For federal contractors, FAR, DFARS, FedRAMP, and CMMC all reference supply chain risk management. NIST SP 800-171 Rev 3 explicitly calls for a Supply Chain Risk Management Plan as requirement 03.17.01. GSA's OASIS+ contract vehicle already requires C-SCRM Plan deliverables under the J-3 Deliverables clause. Organizations without documented C-SCRM are now at material risk of failing audits, losing contracts, and being declined coverage.
Federal Compliance Alignment
The SCRM Plan is structured to satisfy multiple federal C-SCRM requirements simultaneously. The NIST SP 800-161 Rev 1 variant aligns with the C-SCRM Baseline controls and supports GSA OASIS+ J-3 Deliverables, NIST SP 800-171 Rev 3 requirement 03.17.01, FedRAMP supply chain expectations, and the supply chain risk management practices expected for CMMC.
The DI-MGMT-82256A variant provides the format DoD contractors need for SCRM Plan deliverables under DoD contracts.
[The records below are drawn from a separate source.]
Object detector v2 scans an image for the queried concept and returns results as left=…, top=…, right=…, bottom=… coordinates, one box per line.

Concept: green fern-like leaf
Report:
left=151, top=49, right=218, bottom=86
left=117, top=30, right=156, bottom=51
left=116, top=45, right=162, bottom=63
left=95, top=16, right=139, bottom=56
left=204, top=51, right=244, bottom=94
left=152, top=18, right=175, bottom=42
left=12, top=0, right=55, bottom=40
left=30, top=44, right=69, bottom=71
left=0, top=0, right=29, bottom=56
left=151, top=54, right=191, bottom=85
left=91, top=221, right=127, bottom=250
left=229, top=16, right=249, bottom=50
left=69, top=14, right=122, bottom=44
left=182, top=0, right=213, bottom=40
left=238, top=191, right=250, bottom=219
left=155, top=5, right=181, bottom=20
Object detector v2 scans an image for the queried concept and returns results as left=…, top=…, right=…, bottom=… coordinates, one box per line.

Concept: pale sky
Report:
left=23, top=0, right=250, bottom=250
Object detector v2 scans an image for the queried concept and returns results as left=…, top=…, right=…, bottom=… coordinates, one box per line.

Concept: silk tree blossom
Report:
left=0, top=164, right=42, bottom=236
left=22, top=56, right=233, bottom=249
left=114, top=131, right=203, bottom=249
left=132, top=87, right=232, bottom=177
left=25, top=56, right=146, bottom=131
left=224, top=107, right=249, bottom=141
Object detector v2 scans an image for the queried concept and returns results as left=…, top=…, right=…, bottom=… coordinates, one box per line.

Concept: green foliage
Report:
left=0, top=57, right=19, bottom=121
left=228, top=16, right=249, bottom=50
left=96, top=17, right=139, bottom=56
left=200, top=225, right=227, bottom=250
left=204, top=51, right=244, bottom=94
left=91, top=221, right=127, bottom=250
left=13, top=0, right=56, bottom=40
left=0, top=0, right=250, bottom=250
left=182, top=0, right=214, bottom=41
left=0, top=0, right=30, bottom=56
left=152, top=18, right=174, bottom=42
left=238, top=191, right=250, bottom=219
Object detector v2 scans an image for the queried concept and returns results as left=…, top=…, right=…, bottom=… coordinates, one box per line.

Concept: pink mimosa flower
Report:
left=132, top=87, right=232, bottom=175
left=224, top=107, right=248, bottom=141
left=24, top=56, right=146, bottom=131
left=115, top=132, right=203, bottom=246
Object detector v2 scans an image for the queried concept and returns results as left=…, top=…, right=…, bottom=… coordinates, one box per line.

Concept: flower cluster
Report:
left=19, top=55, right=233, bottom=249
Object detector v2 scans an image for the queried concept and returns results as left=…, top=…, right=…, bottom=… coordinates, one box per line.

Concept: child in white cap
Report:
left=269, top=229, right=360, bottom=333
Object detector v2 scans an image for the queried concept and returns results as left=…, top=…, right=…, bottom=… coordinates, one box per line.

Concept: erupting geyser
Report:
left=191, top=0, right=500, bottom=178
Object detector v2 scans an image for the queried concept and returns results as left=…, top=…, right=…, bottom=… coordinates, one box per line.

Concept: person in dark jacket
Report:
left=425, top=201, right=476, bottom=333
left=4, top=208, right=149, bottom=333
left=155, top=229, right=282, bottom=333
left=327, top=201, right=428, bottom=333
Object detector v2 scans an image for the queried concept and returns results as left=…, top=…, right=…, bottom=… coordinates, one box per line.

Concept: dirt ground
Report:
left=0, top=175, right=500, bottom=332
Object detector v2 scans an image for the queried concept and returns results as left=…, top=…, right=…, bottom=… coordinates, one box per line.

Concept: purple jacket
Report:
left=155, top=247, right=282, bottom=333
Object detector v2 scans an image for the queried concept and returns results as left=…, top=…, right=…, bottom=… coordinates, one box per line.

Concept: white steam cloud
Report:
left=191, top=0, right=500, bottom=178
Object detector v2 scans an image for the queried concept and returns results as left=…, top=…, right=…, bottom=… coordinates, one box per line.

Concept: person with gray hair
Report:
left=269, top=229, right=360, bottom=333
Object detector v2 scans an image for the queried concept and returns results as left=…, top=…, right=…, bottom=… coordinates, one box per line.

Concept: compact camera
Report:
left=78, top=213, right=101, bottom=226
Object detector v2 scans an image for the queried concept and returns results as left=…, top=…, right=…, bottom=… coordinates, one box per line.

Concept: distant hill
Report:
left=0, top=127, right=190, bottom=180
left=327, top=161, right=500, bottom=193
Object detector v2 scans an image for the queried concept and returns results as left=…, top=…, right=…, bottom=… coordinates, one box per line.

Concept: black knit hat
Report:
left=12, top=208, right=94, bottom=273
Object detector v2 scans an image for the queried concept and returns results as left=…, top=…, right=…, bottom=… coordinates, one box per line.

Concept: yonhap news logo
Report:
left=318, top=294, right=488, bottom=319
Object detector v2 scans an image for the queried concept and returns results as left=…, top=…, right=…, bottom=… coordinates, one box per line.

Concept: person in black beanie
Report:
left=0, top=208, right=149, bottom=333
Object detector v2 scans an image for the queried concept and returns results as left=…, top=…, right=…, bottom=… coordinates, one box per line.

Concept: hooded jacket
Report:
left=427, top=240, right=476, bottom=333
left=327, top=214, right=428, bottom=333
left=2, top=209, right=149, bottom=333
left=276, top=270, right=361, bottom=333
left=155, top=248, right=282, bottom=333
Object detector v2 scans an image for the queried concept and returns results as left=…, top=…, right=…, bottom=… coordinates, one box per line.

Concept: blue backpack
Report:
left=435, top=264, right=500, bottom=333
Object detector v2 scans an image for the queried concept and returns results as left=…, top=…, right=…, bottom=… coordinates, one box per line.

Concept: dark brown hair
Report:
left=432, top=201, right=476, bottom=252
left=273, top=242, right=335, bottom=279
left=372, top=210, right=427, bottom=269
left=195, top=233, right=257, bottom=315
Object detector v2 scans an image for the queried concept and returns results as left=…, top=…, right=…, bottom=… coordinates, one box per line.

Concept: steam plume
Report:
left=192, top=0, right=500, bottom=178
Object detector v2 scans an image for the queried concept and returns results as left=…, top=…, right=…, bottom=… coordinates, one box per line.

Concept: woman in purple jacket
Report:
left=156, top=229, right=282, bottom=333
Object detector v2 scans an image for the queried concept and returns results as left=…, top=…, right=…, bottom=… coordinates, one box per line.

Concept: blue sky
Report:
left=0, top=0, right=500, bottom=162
Having both formats available means an organization can pivot between them as contract requirements evolve, without needing to start over from scratch. The included C-SCRA template supplies the cybersecurity supply chain risk assessment required by NIST 800-161 Rev 1.
What Is The Difference Between A SCRM Plan And A C-SCRM Plan?

- NIST calls it a "SCRM" in NIST SP 800-171 Rev 3;
- NIST calls it a "C-SCRM" in NIST SP 800-161 Rev 1;
- GSA calls it a "SCRM" in OASIS+ requirements, even when focused on cybersecurity-related matters; and
- DoD calls it a "SCRM" in DI-MGMT-82256A.